When building our persistence layer with Hibernate and working with timestamp fields, we often need to handle timezone details as well. Since Java 8, the most common approach to represent timestamps with timezone is by using the OffsetDateTime and ZonedDateTime classes. However, storing them in our database is a challenge since they’re not valid attribute types according to the JPA specification.

Hibernate 6 introduces the @TimeZoneStorage annotation to address the above challenge. This annotation provides flexible options for configuring how timezone information is stored and retrieved in our database.
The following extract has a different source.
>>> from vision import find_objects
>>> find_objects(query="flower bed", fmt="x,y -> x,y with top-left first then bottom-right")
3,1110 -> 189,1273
In this tutorial, we’ll explore Hibernate’s @TimeZoneStorage annotation and its various storage strategies. We’ll walk through practical examples and look at the behavior of each strategy, enabling us to choose the best one for our specific needs.

2. Application Setup

Before we explore the @TimeZoneStorage annotation in Hibernate, let’s set up a simple application that we’ll use throughout this tutorial.

2.1. Dependencies

Let’s start by adding the Hibernate dependency to our project’s pom.xml file:

<dependency>
    <groupId>org.hibernate.orm</groupId>
    <artifactId>hibernate-core</artifactId>
    <version>6.6.0.Final</version>
</dependency>

This dependency provides us with the core Hibernate ORM functionality, including the @TimeZoneStorage annotation we’re discussing in this tutorial.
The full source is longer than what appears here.